Noi, invece, ci trasferiamo idealmente sulla vetta del Sinai avvolta nella nube. Dio si presenta a Mosè e pronunzia un’autodefinizione che comincia con queste parole: «Il Signore, Dio misericordioso e pietoso...» (Esodo 34,6). Anzi, questo titolo risuona a più riprese nella Bibbia ed è espresso attraverso un termine ebraico che rimanda alle «viscere» materne (rahamîm), quasi a sottolineare che si tratta di una caratteristica personale della stessa natura di Dio, qualcosa di istintivo come lo è l’amore per il figlio da parte della madre.

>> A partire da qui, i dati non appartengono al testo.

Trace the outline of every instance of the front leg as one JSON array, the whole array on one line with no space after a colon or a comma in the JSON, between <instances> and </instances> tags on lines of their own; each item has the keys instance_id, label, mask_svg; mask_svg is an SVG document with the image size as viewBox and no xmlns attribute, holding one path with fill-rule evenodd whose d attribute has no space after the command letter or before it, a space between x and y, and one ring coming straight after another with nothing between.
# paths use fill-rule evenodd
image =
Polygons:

Di fronte alla lezione del Signore che sempre perdona e sempre si china su chi è misero e infelice, anche il credente dev’essere «misericordioso». È ciò che propone la quinta delle Beatitudini: «Beati i misericordiosi, perché troveranno misericordia» (Matteo 5,7). La frase rimanda idealmente al libro biblico dei Proverbi ove leggiamo: «Chi è compassionevole troverà misericordia » (17,5). Significativo è anche ciò che dichiara il Siracide, sapiente biblico vissuto nel II sec. a.C.: «Perdona l’offesa del tuo prossimo e ti saranno rimessi i peccati» (28,2). Gesù stesso, poche righe dopo le Beatitudini, ci esorta nel Padre nostro a «rimettere i debiti ai nostri debitori» (Matteo 6,12) perché Dio li condoni pure a noi. Luca sarà ancora più esplicito e, nel discorso parallelo a quello matteano della Montagna entro cui sono incastonate le Beatitudini, inserirà questa dichiarazione solenne: «Siate misericordiosi come misericordioso è il Padre vostro» (6,36).

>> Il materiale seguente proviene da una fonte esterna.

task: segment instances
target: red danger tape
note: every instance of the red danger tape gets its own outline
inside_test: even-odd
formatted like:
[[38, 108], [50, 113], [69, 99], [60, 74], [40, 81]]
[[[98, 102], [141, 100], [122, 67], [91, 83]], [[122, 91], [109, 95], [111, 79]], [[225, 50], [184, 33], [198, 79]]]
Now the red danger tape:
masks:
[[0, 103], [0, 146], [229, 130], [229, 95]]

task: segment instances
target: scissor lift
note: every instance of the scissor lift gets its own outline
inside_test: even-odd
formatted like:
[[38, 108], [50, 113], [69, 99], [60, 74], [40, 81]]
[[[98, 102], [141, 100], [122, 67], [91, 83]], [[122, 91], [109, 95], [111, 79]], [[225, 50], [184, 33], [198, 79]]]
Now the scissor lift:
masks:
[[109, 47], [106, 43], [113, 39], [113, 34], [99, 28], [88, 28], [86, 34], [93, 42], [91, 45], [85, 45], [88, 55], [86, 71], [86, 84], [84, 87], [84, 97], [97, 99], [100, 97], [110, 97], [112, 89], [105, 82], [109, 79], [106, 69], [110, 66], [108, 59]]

La misericordia ha sostanzialmente due volti. C’è innanzitutto quello del perdono nei confronti delle offese. Cristo è passato per le strade del mondo proclamando e offrendo in nome di Dio il perdono dei peccati. Citando il profeta Osea, affermava: «Andate e imparate che cosa significhi: Misericordia io voglio e non sacrifici. Infatti non sono venuto a chiamare i giusti ma i peccatori» (Matteo 9,13). C’è, però, un altro lineamento della misericordia ed è quello dell’amore per i poveri e i sofferenti.

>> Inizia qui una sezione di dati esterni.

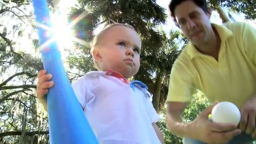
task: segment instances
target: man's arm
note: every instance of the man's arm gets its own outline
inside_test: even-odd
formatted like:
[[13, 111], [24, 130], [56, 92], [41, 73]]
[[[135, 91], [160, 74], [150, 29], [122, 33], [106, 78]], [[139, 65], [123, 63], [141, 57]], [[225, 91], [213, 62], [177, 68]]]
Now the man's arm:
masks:
[[166, 114], [168, 129], [175, 135], [183, 137], [187, 124], [182, 122], [182, 114], [188, 105], [187, 102], [168, 102]]
[[155, 133], [157, 133], [157, 135], [158, 139], [159, 139], [161, 143], [162, 144], [165, 144], [165, 139], [163, 137], [163, 133], [162, 133], [162, 131], [161, 131], [161, 130], [160, 130], [160, 129], [159, 129], [159, 128], [158, 128], [155, 123], [152, 123], [152, 125], [153, 125], [155, 131]]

È spontaneo evocare il grande affresco che Matteo dipinge nel capitolo 25 del suo Vangelo quando, nel giudizio finale dell’intera umanità, tra gli eletti verranno collocati coloro che hanno operosamente esercitato la misericordia verso gli affamati, gli assetati, gli stranieri, i miseri, i malati e i carcerati. Ammonisce severamente san Giacomo nella sua Lettera: «Il giudizio sarà senza misericordia contro chi non avrà usato misericordia» (2,13). In questa luce sono state elaborate le cosiddette «opere di misericordia corporale e spirituale» della tradizione cristiana.